A patient of the Montreal Heart Institute since he was 18, Pierre-Marc had a defibrillator installed last July. Having undergone open heart surgery at age 3 due to an atrial septal defect (ASD), he notices in May 2018 a lack of improvement in his sports and a more and more pronounced shortness of breath. An arrhythmia is also starting to worry him. In June, he goes to the Institute in an emergency, where we identify a weakness his heart related to arrhythmia, as well as a ventricular desynchronization. Two ablation surgeries later, he has a defibrillator installed. His recovery was quick: a few months later, he even resumed his training!

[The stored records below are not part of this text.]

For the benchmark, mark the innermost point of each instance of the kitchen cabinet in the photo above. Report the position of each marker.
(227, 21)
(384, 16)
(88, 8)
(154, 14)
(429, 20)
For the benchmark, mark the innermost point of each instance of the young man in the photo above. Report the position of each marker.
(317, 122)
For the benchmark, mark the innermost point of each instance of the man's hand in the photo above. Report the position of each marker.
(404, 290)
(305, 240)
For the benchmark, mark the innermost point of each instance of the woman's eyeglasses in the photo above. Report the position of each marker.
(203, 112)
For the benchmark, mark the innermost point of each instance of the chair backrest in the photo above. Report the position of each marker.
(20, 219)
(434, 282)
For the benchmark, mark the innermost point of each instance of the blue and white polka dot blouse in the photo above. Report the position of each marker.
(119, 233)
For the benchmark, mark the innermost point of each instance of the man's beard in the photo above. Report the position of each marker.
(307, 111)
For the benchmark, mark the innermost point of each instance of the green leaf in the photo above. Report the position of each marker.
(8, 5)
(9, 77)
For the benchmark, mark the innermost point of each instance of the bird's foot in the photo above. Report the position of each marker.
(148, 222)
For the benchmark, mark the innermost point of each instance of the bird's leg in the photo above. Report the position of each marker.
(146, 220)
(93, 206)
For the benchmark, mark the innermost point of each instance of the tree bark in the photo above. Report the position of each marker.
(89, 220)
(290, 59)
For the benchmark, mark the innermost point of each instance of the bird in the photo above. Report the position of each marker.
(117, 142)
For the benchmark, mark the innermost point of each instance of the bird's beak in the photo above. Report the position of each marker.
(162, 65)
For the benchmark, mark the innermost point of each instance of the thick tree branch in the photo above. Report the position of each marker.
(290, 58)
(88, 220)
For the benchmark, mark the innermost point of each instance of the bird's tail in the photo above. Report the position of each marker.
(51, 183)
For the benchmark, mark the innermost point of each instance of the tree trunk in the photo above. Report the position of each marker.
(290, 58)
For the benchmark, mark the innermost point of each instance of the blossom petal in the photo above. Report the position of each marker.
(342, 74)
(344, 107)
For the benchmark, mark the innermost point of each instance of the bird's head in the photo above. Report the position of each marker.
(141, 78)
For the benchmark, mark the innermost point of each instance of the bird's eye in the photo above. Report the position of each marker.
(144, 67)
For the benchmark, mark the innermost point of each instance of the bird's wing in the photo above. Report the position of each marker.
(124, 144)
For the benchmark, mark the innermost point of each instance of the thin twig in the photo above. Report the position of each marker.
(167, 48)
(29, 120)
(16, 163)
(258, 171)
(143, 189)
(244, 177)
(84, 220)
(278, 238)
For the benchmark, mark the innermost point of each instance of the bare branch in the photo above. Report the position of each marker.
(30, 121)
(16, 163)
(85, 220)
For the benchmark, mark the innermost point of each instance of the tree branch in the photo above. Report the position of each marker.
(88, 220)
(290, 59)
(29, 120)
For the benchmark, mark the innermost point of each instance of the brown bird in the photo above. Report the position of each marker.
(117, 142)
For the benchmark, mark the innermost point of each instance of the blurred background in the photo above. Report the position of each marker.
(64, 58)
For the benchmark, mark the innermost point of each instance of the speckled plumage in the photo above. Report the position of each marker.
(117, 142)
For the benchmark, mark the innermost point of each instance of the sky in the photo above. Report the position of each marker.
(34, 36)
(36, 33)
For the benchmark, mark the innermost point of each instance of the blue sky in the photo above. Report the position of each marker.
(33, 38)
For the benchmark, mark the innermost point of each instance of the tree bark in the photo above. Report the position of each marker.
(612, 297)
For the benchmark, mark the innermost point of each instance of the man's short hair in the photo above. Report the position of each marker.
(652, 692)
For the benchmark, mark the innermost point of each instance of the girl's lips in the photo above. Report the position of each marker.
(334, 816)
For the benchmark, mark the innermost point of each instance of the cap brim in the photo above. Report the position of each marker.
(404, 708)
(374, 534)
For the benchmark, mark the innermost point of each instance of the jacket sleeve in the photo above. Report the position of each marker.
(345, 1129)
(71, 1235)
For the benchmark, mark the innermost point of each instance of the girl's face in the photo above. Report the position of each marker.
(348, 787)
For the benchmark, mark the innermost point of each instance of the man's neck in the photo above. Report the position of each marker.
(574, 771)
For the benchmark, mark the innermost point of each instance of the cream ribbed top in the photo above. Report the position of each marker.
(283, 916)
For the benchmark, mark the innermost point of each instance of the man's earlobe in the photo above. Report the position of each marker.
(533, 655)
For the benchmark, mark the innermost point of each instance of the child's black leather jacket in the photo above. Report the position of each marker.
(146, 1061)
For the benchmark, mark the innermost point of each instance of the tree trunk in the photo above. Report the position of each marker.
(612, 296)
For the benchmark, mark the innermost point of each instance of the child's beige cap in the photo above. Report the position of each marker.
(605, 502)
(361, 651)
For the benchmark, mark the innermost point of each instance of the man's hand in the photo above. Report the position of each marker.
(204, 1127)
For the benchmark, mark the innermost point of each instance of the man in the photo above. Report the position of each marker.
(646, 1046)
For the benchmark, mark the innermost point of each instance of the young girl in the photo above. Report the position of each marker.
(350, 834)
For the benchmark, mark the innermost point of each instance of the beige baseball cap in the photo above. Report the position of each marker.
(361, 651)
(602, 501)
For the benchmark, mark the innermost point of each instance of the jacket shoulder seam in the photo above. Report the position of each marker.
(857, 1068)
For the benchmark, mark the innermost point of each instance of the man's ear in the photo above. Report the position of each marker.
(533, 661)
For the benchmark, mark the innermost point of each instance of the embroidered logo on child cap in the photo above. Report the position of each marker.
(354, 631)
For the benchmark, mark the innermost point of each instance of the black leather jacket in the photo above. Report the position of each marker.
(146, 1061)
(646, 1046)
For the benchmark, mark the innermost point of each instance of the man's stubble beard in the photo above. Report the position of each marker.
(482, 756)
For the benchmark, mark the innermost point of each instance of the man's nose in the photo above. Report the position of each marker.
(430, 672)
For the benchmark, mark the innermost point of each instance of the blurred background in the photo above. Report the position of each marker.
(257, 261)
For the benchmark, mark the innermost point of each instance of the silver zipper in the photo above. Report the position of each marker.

Pierre-Marc has always felt that the expertise in cardiology at the Institute was very advanced. In each of his visits, he feels reassured and in good care. He is also convinced that the passionate staff who works there is perfectly equipped to support his cardiovascular health. He is particularly proud to be cared for in one of the three best cardiology centres in the world.


48 years old, Montreal
Editor and Customer Service Manager


In the spring of 2003, Stéphane begins to experience some unpleasant cardiac symptoms. One morning in May, he fainted while taking a simple shower. He quickly goes to the Montreal Heart Institute. After a revealing electrocardiogram, he is immediately admitted to do more tests.

After spending two full weeks on-site, the Institute doctors decide he has a congenital disease: hypertrophic cardiomyopathy. They then decide to install a defibrillator to protect him against sudden death or a major heart failure. Right out of the hospital, his doctor reassured him with empathy and confirmed that he must continue his activities. He followed this advice and ran a half and a full marathon and he has a fully active lifestyle. Without the immediate support and undeniable skills of all these doctors, his life would have very different. For him, the Montreal Heart Institute is a heart story!



Marielle Jetté

My husband had a heart attack when he was just 37 years old. He wasn’t given any medication or told to follow any prevention program. Ten years later, he had quintuple bypass surgery to prevent a second heart attack, which most likely would have killed him. Afterwards, with close follow-up, he was able to lead an active life with no heart problems up until his death from another disease. As they say, an ounce of prevention is worth a pound of cure, and that’s why I donate to the Montreal Heart Institute.